Whether you are updating a currently deployed system or deploying a new system, it is recommended you use the following best practices to minimize risk for packet loss. One caveat is if you are updating a current 10G deployment but not adding any additional traffic. For example, a current Decoder capturing off a 10G card at 2G sustained should see no difference in performance, unless part of the update also entails adding additional traffic for capture.
- Incorporate baseline parsers (except SMB/Webmail, both of which generally have high CPU utilization) and monitor to ensure little to no packet loss.
- When adding additional parsers, add only one or two parsers at a time.
- Measure performance impact of newly added content, especially during peak traffic periods.
- If drops start occurring when they did not happen before, disable all newly-added parsers and enable just one at a time and measure the impact. This helps pinpoint individual parsers causing detrimental effects on performance. It may be possible to refactor it to perform better or reduce its feature set to just what is necessary for the customer use case.
- Although lesser performance impacts, feeds should also be reviewed and added in a phased approach to help measure performance impacts.
- Application Rules also tend to have little observable impact, though again, it is best not to add a large number of rules at once without measuring the performance impact.
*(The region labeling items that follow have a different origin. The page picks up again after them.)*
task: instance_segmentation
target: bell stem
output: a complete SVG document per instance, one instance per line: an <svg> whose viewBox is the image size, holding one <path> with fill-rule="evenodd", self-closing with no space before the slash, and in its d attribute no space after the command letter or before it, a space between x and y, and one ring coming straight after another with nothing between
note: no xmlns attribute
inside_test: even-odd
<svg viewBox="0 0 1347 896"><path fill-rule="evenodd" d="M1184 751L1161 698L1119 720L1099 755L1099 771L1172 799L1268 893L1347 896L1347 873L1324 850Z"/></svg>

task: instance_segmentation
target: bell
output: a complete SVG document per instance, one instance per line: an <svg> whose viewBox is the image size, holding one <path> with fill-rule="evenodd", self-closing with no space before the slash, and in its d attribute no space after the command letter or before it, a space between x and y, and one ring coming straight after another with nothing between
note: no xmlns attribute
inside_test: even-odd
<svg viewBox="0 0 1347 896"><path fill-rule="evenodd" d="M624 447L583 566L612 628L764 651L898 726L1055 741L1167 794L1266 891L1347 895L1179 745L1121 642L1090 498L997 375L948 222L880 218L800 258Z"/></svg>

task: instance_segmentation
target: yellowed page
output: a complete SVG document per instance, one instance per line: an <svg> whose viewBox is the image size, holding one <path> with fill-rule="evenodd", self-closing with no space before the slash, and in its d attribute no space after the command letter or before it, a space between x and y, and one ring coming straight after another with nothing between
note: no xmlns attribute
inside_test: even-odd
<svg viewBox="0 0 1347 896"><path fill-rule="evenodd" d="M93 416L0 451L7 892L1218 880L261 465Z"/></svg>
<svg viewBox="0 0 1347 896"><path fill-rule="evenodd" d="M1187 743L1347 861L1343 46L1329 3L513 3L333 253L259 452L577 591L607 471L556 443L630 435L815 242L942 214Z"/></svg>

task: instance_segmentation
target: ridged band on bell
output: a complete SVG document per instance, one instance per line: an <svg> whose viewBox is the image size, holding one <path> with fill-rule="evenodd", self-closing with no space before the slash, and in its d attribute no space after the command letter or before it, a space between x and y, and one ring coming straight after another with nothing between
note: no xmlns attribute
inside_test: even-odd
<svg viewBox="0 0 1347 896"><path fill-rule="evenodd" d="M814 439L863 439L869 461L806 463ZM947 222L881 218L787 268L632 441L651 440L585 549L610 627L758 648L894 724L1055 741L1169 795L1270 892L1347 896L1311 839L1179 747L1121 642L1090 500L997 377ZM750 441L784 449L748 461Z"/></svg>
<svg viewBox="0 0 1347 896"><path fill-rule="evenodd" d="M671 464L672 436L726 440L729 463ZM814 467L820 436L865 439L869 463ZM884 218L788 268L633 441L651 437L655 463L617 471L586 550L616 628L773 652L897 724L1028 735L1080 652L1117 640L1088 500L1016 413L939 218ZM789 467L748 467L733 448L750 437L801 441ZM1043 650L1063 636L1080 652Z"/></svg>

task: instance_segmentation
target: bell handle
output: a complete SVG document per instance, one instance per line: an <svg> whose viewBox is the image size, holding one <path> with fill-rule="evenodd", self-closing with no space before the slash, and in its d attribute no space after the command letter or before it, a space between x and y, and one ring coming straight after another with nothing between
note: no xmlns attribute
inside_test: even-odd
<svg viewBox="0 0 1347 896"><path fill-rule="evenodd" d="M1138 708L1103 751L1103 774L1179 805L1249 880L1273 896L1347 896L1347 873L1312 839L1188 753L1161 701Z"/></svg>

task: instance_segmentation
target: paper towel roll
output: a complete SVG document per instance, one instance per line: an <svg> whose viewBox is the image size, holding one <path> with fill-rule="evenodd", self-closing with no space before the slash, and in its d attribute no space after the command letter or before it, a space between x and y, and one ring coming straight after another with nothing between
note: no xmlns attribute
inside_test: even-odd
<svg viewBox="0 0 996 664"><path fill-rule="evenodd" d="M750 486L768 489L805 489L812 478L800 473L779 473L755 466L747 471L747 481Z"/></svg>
Finally, making the recommended configuration changes outlined in the Configuration section will help minimize potential issues.
Tested Live Content
All (not each) of the following parsers can run at 10G on the test data set used:
- MA content (7 Lua parsers, 1 feed, 1 application rule)
- 4 feeds (alert ids info, nwmalwaredomains, warning, and suspicious)
- 41 application rules
- DNS_verbose_lua (disable DNS)
- MAIL_lua (disable MAIL)
- SNMP_lua (disable SNMP)
- SSH_lua (disable SSH)
- SMB_lua, native SMB disabled by default
- HTTP_lua reduces the capture rate from >9G to <7G. At just under 5G this parser can be used in place of the native without dropping (in addition to the list above).
- xor_executable pushes parse CPU to 100% and the system can drop significantly due to parse backup.
Aggregation Adjustments Based on Tested Live Content
A 10G Decoder can serve aggregation to a single Concentrator while running at 10G speeds. Deployments using Malware Analysis, Event Stream Analysis, Warehouse Connector, and Reporting Engine are expected to impact performance and can lead to packet loss.
For the tested scenario, the Concentrator aggregates between 45 and 70k sessions/sec. The 10G Decoder captures between 40-and 50k sessions/sec. With the content identified above, this is about 1.5 to 2 million meta/sec. Due to the high volume of session rates, the following configuration changes are recommended:
- Nice aggregation on the Concentrator limits the performance impact on the 10G Decoder. The following command turns on nice aggregation.
/concentrator/config/aggregate.nice = true
- Due to the high volume of sessions on the Concentrator, you may consider activating parallel values mode on the Concentrator by setting /sdk/config/parallel.values to 16. This improves Investigation performance when the number of sessions per second is greater than 30,000.
- If multiple aggregation streams are necessary, aggregating from the Concentrator instead has less impact on the Decoder.
- Further review for content and parsing is required for deployments where you want to use other NetWitness Suite components (Warehouse, Malware Analysis, ESA, and Reporting Engine).